# Financial Hardship - Form 1005



## lili2 (May 16, 2011)

Hi everyone 

I have lodged my Partner Visa Onshore and I am now looking to apply for a change in BVA conditions (working rights) based on Financial Hardship.

I am filling out Form 1005 and I have a few questions! 
Q20) What savings do you have available? - does this include my partners as he is the primary breadwinner at this time... Q24) What is your families weekly income? - as i do not have a 'weekly income' at this time i assume this refers to my partner, however he is paid monthly - do I just need to divide this in order to find out a weekly amount also with the weekly expenses, as most of our larger expenses are monthly? 
Q27) Provide the following info about your family in Australia NOT included in the application..Why cant they support you financially? - will this refer to my partner, or simply blood related family?
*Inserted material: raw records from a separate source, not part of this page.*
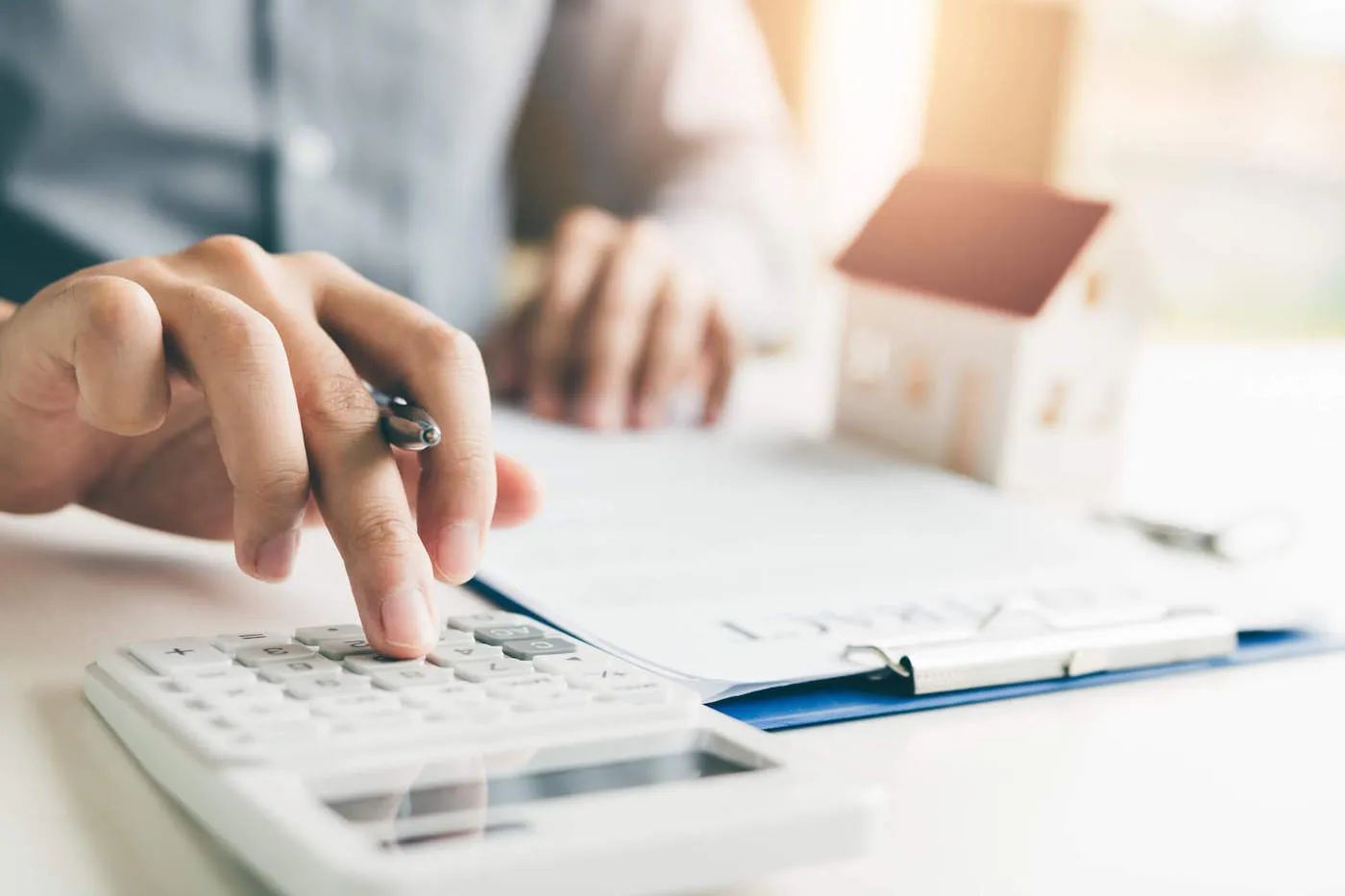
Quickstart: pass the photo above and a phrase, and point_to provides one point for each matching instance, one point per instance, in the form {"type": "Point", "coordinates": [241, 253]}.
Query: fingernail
{"type": "Point", "coordinates": [649, 413]}
{"type": "Point", "coordinates": [547, 405]}
{"type": "Point", "coordinates": [275, 557]}
{"type": "Point", "coordinates": [406, 619]}
{"type": "Point", "coordinates": [602, 413]}
{"type": "Point", "coordinates": [459, 550]}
Also I understand you are to send in bank statements (yours and partners) as well as any bills/receipts etc.. do you have to send in a excel sheet aswell to show incoming/outgoing or is this just a suggestion? I am thinking about sending in our budget/statements over the course of 1 month, hopefully this will be enough as I dont want to overload? If someone could give me an idea of what documents they have sent - and been successful - that would be amazing! I would also be interested to know how hard it is to obtain a job after gaining these working rights, based on the knowledge that you are still only a 'Temporary Resident'...

Apologies for the MANY questions, I'm so keen to get out and work now and I dont want to write the wrong thing!!  Any help would be GREATLY appreciated!


----------



## russellie (May 16, 2012)

Q20 yes - your partner is expected to support you (he promised to do so on the form he signed) so you must include his savings and proof (attach a bank statement).
Q24 - Yes, refers to your joint income so in this case your partner's income. Just divide what he earns in 4 weeks by 4 and attach his most recent payslip. Same with rent, bills - just give them a breakdown of what it costs weekly and attach proof - lease/home loan, car repayments.
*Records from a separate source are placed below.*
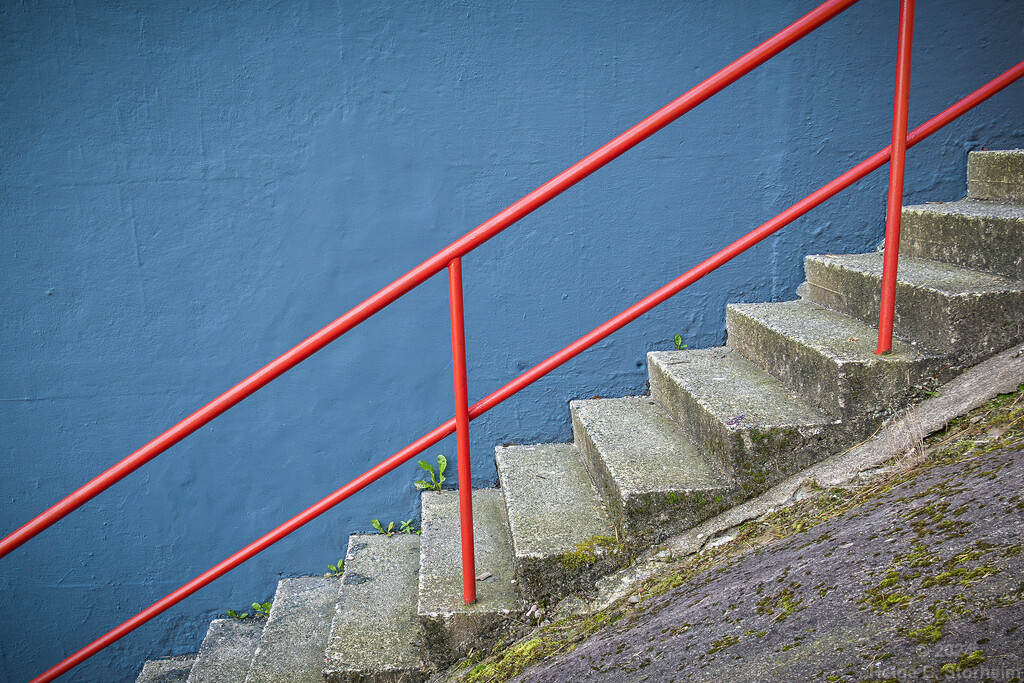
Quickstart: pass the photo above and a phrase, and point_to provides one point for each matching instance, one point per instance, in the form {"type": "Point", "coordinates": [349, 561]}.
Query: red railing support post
{"type": "Point", "coordinates": [462, 431]}
{"type": "Point", "coordinates": [896, 163]}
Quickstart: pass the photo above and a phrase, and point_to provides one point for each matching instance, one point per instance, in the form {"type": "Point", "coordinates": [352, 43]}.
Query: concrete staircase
{"type": "Point", "coordinates": [797, 382]}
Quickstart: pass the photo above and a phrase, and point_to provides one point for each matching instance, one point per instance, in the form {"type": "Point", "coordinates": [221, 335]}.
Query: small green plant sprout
{"type": "Point", "coordinates": [377, 525]}
{"type": "Point", "coordinates": [407, 527]}
{"type": "Point", "coordinates": [435, 481]}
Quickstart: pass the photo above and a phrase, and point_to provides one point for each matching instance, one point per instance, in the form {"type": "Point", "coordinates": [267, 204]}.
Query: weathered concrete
{"type": "Point", "coordinates": [226, 651]}
{"type": "Point", "coordinates": [948, 308]}
{"type": "Point", "coordinates": [171, 670]}
{"type": "Point", "coordinates": [291, 649]}
{"type": "Point", "coordinates": [923, 577]}
{"type": "Point", "coordinates": [375, 637]}
{"type": "Point", "coordinates": [740, 416]}
{"type": "Point", "coordinates": [983, 236]}
{"type": "Point", "coordinates": [652, 478]}
{"type": "Point", "coordinates": [1000, 374]}
{"type": "Point", "coordinates": [558, 524]}
{"type": "Point", "coordinates": [997, 174]}
{"type": "Point", "coordinates": [450, 627]}
{"type": "Point", "coordinates": [829, 358]}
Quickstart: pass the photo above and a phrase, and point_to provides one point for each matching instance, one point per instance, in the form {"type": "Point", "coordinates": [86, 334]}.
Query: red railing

Q27 - Yes your partner's family - because immigration assumes they are supportive of your relationship and your partner promising to support you for up to two years so they expect close family ie partner's parents to chip in and help if necessary. And they also want to make sure that your partner's parents are not earning massive amounts of money (basically anything over $160,000). So you could just mention that your partner's parents are retired or semi retired or whatever they are and paying off a homeloan or renting... If you also have blood family you can include a statement about why they cannot support you as well.

Basically cover all bases: that you have tried to find other ways to support the two of you fiancially but it just isn't feasible so you need permission to work.

If you're good with excel go for it - otherwise just do a statement. Always better to give too much then too little to immigation - never give them a reason to refuse you. One month of bills/expences/payslips etc should be good.

Yes you will find it more difficult to get work on a bridging visa and TR (but slightly easier). You might only be able to get jobs that don't require much training/casual jobs. But I suppose anything is better than nothing and it is for 24 months until you get PR then things would become much easier. Depends on how in demand your skills are I suppose.
Good luck.


----------